Tolstoy's powerful semiautobiographical stories based on his time spent in the Russian army, part of our series of fresh new Tolstoy translations
In 1851, at the age of twenty-two, Tolstoy joined the Russian army. The four years he spent as a soldier were among the most significant in his life and inspired the tales collected here. In "The Cossacks," Tolstoy tells the story of Olenin, a cultured Russian whose experiences among the Cossack warriors of Central Asia leave him searching for a more authentic life. "The Sevastopol Sketches" bring into stark relief the realities of military life during the Crimean War. And "Hadji Murat" paints a portrait of a great leader torn apart by divided loyalties. In writing about individuals and societies in conflict, Tolstoy has penned some of the most brilliant stories about the nature of war.
For more than seventy years, Penguin has been the leading publisher of classic literature in the English-speaking world. With more than 1,700 titles, Penguin Classics represents a global bookshelf of the best works throughout history and across genres and disciplines. Readers trust the series to provide authoritative texts enhanced by introductions and notes by distinguished scholars and contemporary authors, as well as up-to-date translations by award-winning translators.

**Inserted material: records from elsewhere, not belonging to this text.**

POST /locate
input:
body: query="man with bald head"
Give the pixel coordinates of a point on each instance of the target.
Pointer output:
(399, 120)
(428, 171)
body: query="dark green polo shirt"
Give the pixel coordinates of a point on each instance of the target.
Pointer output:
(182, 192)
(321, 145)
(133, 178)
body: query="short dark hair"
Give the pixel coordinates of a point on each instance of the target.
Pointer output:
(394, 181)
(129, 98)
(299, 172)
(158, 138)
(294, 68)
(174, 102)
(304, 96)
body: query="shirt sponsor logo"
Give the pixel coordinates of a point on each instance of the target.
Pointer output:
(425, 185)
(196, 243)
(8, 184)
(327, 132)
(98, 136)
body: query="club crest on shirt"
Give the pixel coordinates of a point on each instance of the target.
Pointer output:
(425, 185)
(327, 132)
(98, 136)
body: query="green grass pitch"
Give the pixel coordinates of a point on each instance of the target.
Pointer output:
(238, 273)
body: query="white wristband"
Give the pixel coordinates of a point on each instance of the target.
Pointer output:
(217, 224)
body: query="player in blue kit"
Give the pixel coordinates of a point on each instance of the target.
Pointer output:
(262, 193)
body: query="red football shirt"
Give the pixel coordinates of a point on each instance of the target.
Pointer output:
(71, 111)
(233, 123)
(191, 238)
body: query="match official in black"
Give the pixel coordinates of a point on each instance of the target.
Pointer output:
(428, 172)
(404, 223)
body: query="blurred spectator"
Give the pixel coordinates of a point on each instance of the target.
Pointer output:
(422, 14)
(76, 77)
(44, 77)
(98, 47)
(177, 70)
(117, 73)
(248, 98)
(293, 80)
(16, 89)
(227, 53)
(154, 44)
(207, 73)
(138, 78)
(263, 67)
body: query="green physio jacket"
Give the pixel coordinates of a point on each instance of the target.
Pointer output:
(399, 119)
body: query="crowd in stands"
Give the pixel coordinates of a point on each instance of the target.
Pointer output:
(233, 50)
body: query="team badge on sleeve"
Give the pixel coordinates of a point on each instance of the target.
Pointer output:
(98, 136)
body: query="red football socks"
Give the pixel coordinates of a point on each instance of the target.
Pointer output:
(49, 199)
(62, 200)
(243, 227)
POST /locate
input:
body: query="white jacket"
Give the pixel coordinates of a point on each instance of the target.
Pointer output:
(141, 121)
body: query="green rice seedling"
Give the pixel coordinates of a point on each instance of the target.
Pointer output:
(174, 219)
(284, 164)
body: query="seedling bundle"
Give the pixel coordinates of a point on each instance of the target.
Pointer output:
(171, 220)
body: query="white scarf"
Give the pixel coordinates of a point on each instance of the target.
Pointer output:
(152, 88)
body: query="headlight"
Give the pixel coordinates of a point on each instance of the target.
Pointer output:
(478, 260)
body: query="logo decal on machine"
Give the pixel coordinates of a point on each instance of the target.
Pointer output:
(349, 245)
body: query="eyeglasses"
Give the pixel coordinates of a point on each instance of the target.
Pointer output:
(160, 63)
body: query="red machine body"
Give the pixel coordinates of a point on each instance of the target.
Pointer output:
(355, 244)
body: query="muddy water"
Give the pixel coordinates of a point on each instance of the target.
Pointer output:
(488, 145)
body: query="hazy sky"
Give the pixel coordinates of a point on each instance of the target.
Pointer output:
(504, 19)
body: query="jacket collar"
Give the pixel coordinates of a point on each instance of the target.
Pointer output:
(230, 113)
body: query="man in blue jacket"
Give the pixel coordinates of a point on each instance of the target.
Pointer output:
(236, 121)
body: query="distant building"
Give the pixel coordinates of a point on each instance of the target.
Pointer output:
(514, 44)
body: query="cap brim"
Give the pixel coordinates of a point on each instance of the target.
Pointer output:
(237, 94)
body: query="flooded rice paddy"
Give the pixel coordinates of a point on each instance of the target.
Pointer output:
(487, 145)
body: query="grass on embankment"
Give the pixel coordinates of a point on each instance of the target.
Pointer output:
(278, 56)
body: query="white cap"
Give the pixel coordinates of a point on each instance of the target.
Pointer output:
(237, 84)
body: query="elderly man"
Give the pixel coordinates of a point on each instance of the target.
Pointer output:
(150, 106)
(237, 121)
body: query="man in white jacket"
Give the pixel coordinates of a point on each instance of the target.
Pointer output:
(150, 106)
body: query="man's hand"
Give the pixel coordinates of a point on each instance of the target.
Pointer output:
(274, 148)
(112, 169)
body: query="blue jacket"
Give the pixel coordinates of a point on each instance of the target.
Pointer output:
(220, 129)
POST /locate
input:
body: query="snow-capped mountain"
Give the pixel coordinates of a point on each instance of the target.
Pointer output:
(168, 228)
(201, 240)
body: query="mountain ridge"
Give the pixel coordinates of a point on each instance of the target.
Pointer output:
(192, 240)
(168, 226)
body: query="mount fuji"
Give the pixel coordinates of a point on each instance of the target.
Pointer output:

Count Leo Tolstoy was born on September 9, 1828, in Yasnaya Polyana, Russia. Orphaned at nine, he was brought up by an elderly aunt and educated by French tutors until he matriculated at Kazan University in 1844. In 1847, he gave up his studies and, after several aimless years, volunteered for military duty in the army, serving as a junior officer in the Crimean War before retiring in 1857. In 1862, Tolstoy married Sophie Behrs, a marriage that was to become, for him, bitterly unhappy. His diary, started in 1847, was used for self-study and self-criticism; it served as the source from which he drew much of the material that appeared not only in his great novels War and Peace (1869) and Anna Karenina (1877), but also in his shorter works. Seeking religious justification for his life, Tolstoy evolved a new Christianity based upon his own interpretation of the Gospels. Yasnaya Polyana became a mecca for his many converts At the age of eighty-two, while away from home, the writer suffered a break down in his health in Astapovo, Riazan, and he died there on November 20, 1910.
David McDuff was educated at the University of Edinburgh and has translated a number of works for Penguin Classics, including Dostoyevskys The Brothers Karamazov.